1. The problem statement, all variables and given/known data If one ball of a newtons cradle is released at any velocity, why can't two balls on the other side be moved with half of the velocity of that ball. 2. Relevant equations Law of consrvation of Energy and Low of conservation of Momentum 3. The attempt at a solution Don't know where to start.
Well, suppose this does happen and set up equations of conservation of kinetic energy and conservation of momentum. We have the situation in which one ball moves with velocity v before the collision, with two at rest, then two balls move with velocity v/2 after the collision, with the first at rest. Try setting up the equations.
Thanks for the hint but I don't understand how to plug in two objects on one side and one on the other side in the equation.
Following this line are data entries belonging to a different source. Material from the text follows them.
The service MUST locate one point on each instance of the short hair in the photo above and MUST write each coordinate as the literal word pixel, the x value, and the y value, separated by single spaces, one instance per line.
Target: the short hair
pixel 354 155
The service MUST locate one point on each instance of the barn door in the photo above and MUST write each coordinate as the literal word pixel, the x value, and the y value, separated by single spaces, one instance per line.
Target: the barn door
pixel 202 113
Taking the expression for kinetic energy, note we are ignoring gravitational potential energy here since we are considering the velocity of the balls just after and before collision; [tex]\underbrace{\frac{1}{2}mv^2}_{\text{First Ball}} = \underbrace{\frac{1}{2}mv'^2}_{\text{Second Ball}}+\underbrace{\frac{1}{2}mv'^2}_{\text{Third BallBall}}[/tex] Now, all you need to do is plug in the value for [itex]v'[/itex], which is the velocity of the second two balls, and check the equality.